Make sure the BIOS recognizes your hard drive. Use the CMOS setup program to check. Check the physical connections, then run through these issues in CMOS. Is the controller enabled? Similarly, can the motherboard support the type of drive you’re installing? If not, you have a couple of options. You may be able to flash the BIOS with an upgraded BIOS from the manufacturer or get a hard drive controller that goes into an expansion slot.
1. Which of the following is a common spindle speed for an HDD?
A. 5200
B. 7200
C. 9200
D. Not applicable. HDDs have no moving parts.
2. Which form factor connects directly to a dedicated motherboard socket?
A. 2.5-inch SSD
B. 3.5-inch SSD
C. M.2 SSD
D. eSATA SSD
3. How many PATA hard drives can you have on a system with two PATA hard drive controllers?
A. 1
B. 2
C. 3
D. 4
4. How do you differentiate two PATA drives on the same cable?
A. The flat ribbon cable has a seven-wire twist that determines which is which.
B. You set jumpers on the individual drives to determine which is master and which is slave.
C. The PATA controller determines the hierarchy.
D. Both drives are considered equal.
5. What happens if you cable a PATA hard drive incorrectly?
A. You can destroy that hard drive.
B. The data will be erased, but the hard drive will be okay.
C. The system will not be able to communicate with that hard drive.
D. Nothing. It doesn’t matter how the cable is set up; it doesn’t have the seven-wire twist.
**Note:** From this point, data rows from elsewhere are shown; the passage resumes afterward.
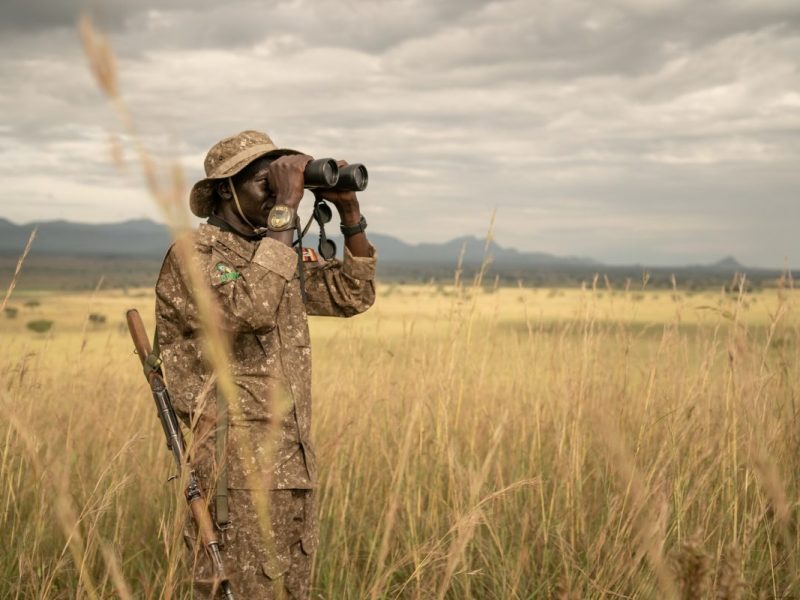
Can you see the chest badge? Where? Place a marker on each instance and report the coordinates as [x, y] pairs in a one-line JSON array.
[[309, 255], [226, 273]]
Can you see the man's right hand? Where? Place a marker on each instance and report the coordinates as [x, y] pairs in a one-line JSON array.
[[286, 180]]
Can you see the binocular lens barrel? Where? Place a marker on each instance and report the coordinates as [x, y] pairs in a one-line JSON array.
[[324, 173], [321, 173], [353, 177]]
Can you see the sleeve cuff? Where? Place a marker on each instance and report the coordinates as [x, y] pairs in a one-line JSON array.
[[276, 257], [360, 267]]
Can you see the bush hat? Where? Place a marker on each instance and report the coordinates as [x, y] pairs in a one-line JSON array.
[[225, 159]]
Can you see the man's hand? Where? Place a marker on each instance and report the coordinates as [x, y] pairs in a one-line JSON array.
[[345, 201], [285, 177]]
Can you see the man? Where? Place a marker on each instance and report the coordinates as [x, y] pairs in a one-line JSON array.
[[254, 457]]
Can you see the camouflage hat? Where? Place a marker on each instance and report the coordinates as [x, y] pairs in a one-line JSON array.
[[225, 159]]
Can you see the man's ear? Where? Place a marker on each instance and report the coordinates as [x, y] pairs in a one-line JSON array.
[[224, 190]]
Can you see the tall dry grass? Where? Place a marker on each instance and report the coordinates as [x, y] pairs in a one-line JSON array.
[[466, 452]]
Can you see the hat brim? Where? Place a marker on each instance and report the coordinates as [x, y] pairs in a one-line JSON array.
[[202, 197]]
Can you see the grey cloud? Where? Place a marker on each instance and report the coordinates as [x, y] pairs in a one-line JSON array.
[[658, 130]]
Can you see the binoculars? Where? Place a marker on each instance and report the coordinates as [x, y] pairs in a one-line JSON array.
[[324, 173]]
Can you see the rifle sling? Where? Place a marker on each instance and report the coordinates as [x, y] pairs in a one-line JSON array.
[[221, 438]]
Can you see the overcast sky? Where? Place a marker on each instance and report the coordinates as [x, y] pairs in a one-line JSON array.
[[648, 131]]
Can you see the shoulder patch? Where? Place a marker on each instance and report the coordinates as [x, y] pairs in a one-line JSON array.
[[226, 273]]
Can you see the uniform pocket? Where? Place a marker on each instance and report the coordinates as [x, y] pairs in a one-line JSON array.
[[276, 565], [309, 542]]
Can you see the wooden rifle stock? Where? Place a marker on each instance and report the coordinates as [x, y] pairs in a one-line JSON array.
[[172, 431]]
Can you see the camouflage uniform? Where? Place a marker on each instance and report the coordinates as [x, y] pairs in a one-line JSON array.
[[269, 455]]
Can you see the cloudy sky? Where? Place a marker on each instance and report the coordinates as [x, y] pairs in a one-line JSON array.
[[650, 131]]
6. What is the maximum cable length of an internal SATA device?
A. 2 meters
B. 12 inches
C. 18 inches
D. 1 meter
7. What is the maximum number of SATA drives you can have on a system?
A. One master, one slave
B. Two, with no master/slave distinction
C. Eight
D. There is no maximum other than the limitations of your motherboard.
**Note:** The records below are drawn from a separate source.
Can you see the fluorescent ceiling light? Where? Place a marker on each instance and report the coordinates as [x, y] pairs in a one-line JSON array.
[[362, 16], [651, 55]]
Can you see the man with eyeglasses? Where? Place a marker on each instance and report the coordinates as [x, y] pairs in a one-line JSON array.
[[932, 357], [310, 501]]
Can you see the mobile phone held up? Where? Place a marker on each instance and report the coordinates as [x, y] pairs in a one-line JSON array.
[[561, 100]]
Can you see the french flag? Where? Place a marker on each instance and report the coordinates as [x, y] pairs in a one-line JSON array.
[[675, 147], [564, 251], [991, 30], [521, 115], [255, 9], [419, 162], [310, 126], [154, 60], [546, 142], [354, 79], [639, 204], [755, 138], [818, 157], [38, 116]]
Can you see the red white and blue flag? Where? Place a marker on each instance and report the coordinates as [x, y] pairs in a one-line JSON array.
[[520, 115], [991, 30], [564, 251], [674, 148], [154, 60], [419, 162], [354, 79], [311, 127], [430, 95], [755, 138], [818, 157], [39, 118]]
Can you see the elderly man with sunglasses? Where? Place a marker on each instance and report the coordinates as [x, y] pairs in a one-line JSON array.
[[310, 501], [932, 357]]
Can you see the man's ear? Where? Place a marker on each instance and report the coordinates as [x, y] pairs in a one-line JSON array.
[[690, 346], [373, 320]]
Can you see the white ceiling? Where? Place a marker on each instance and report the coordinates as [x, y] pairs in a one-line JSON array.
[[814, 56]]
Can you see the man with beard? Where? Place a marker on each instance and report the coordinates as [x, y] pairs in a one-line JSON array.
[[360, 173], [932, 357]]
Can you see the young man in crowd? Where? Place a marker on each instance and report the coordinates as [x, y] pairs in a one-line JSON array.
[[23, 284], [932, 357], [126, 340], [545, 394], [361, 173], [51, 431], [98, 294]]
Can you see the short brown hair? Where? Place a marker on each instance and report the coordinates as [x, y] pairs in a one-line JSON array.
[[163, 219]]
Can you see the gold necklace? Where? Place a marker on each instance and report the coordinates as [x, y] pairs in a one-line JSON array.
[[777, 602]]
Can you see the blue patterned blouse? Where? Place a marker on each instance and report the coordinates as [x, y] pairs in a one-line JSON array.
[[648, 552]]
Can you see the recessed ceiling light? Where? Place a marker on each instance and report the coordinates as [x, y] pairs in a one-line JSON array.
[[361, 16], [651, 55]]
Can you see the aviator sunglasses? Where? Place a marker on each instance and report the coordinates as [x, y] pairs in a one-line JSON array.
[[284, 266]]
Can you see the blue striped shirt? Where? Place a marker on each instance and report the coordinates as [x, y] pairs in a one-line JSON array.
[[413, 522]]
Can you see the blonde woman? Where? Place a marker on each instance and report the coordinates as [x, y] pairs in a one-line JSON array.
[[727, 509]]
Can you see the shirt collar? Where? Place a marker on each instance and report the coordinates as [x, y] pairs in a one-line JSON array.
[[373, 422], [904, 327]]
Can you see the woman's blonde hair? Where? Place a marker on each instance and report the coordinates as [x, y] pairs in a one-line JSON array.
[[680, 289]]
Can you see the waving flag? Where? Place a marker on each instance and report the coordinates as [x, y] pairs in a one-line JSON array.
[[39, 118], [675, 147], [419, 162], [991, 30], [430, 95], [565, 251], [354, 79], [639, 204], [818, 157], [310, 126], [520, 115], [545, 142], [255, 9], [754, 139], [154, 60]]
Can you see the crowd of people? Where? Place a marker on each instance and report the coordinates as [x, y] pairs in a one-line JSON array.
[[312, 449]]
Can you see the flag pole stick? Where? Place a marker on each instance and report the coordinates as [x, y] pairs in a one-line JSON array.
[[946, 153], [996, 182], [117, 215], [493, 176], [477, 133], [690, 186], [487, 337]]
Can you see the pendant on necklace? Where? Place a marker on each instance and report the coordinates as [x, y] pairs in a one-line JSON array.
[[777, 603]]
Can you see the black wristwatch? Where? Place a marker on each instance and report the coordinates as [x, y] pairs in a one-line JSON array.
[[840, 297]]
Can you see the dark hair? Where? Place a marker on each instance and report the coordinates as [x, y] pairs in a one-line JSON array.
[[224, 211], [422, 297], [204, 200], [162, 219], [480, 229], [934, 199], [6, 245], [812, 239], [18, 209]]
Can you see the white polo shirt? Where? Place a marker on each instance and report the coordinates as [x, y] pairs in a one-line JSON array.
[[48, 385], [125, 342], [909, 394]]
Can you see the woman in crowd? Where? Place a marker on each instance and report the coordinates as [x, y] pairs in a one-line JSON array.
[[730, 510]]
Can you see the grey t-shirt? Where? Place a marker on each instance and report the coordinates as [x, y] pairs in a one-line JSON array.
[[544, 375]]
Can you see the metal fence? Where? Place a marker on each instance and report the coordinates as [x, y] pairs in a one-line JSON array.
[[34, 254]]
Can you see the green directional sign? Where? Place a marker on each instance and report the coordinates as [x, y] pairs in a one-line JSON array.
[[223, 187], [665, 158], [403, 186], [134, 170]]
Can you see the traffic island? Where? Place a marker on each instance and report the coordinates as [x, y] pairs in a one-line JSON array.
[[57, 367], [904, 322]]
8. Which SATA version offers the least overhead (and thus best performance)?
A. AHCI
B. SATA 2.0
C. PATA 3.0
D. SATAe
9. Which standard supports magnetic SATA drives most efficiently?
A. AHCI
B. CMOS
C. SATA-IO
D. SATA 3.2
10. Which RAID standard requires at least four drives?
A. RAID 1
B. RAID 4
C. RAID 5
D. RAID 10
1. B. Common spindle speeds on magnetic hard drives are 5400, 7200, 10,000, and 15,000 RPM.
2. C. The M.2 (and mSATA) SSD has a dedicated motherboard socket.
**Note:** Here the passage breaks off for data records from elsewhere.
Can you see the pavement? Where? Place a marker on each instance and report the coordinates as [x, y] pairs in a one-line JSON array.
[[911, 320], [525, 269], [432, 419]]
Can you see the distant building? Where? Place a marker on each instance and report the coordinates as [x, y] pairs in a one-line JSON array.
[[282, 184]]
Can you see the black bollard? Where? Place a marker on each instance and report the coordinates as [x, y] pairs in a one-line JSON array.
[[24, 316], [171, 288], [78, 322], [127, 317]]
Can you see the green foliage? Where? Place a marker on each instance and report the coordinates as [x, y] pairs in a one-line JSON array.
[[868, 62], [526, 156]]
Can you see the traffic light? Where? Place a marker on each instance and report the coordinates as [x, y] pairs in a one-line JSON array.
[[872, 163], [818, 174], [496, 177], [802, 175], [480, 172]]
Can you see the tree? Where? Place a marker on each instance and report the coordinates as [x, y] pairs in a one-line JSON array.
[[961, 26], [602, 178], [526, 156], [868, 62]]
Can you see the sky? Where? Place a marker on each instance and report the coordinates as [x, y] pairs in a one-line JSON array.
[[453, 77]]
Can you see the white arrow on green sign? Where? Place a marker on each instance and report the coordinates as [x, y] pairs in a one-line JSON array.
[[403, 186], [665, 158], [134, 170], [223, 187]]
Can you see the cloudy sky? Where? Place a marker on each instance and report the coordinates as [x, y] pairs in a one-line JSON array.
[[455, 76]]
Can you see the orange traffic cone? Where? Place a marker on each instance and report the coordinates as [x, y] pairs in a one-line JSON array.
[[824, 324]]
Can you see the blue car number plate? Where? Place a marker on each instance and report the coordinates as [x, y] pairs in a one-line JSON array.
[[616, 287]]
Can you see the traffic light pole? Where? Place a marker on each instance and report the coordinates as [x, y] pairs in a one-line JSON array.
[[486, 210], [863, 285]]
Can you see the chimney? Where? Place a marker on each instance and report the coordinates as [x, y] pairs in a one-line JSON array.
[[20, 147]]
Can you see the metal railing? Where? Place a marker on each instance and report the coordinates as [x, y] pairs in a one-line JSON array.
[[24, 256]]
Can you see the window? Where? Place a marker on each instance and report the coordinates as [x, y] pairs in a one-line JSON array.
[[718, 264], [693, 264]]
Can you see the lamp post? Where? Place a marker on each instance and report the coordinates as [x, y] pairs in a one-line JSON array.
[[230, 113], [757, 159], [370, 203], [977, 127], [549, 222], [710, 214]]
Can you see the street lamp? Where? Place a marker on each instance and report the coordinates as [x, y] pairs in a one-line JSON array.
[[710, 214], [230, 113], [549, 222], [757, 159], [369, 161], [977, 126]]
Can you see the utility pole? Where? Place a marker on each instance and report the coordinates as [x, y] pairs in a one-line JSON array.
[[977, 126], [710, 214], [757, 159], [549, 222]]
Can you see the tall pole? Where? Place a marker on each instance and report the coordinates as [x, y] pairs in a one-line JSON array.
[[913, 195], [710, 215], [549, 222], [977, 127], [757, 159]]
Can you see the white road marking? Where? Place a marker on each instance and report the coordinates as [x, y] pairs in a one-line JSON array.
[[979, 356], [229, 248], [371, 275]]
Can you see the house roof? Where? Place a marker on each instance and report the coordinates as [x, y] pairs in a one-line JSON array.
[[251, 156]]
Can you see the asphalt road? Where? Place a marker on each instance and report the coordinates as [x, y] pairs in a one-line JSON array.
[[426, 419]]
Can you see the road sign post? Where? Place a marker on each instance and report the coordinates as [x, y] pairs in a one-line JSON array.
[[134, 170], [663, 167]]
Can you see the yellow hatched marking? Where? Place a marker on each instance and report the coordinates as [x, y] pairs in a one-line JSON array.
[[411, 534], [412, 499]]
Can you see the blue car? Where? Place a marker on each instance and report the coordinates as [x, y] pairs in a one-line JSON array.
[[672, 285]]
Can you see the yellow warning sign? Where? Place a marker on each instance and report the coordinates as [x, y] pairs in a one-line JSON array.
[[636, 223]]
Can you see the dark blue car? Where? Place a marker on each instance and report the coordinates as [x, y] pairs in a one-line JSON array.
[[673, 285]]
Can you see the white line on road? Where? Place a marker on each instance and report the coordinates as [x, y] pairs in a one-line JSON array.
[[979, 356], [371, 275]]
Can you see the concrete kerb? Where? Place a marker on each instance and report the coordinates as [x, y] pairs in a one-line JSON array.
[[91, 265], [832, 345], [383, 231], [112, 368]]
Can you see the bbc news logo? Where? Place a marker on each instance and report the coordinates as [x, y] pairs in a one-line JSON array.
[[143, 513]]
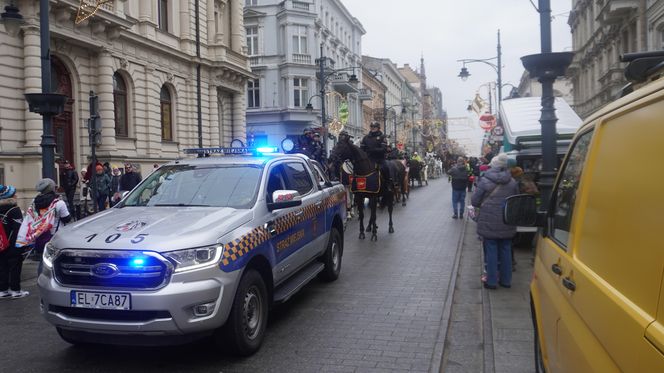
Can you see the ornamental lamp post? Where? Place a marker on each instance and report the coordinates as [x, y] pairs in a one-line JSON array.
[[46, 103], [464, 74], [546, 67]]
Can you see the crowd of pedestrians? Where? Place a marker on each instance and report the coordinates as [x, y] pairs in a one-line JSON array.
[[495, 179]]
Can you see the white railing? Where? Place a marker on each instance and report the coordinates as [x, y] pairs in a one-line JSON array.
[[301, 58]]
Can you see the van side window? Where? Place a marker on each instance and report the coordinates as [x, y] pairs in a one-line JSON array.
[[565, 192], [297, 178]]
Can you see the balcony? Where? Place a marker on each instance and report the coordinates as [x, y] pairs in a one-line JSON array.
[[303, 59], [365, 94], [340, 82], [255, 61], [615, 11]]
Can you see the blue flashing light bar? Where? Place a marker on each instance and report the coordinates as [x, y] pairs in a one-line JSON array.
[[233, 151]]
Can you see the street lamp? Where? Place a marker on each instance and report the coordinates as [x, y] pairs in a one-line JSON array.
[[464, 74], [12, 19], [323, 75], [547, 66], [46, 103]]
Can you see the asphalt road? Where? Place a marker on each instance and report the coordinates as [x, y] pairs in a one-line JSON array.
[[385, 313]]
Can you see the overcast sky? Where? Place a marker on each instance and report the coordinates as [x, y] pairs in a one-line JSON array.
[[447, 30]]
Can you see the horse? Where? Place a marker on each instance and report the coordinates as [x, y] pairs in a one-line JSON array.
[[365, 169], [415, 172]]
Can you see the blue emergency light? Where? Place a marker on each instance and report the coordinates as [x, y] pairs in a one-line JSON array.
[[263, 150]]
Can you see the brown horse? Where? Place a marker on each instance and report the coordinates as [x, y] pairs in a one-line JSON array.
[[362, 165]]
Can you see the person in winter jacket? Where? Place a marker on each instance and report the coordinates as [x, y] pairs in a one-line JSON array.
[[459, 177], [103, 188], [129, 180], [375, 145], [43, 218], [11, 257], [493, 188], [70, 183]]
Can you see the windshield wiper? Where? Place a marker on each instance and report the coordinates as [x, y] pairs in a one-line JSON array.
[[178, 205]]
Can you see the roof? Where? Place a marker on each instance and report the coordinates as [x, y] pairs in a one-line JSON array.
[[520, 117]]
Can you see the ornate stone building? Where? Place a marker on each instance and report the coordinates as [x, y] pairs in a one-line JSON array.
[[602, 30], [140, 58]]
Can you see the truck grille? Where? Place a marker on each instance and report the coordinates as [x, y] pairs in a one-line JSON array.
[[112, 269]]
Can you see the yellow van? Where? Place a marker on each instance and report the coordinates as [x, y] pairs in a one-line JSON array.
[[597, 292]]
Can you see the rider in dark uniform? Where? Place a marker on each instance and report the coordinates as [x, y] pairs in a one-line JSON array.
[[375, 145]]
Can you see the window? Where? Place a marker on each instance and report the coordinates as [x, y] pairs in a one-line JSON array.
[[120, 105], [565, 192], [300, 40], [166, 114], [253, 94], [252, 40], [300, 92], [163, 15], [297, 178]]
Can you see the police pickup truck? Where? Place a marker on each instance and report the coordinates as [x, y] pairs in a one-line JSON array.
[[203, 246]]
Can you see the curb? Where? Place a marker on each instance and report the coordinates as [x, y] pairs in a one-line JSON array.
[[437, 361]]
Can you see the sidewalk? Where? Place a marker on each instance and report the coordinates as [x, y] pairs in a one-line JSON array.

3. D. Each controller supports two drives.
4. B. PATA drives use master/slave jumpers to differentiate between the two drives.
5. C. Nothing will be damaged or lost—there just won’t be any communication.
6. D. The maximum cable length of an internal SATA device is 1 meter.
7. D. There is no maximum number of SATA drives you can have on a system beyond the limits imposed by the number of ports on your motherboard/host card.
8. D. SATA Express (SATAe) uses the PCIe bus and has none of the traditional SATA overhead.
9. A. The AHCI standard supports magnetic SATA drives efficiently.
10. D. RAID 10 requires at least four drives.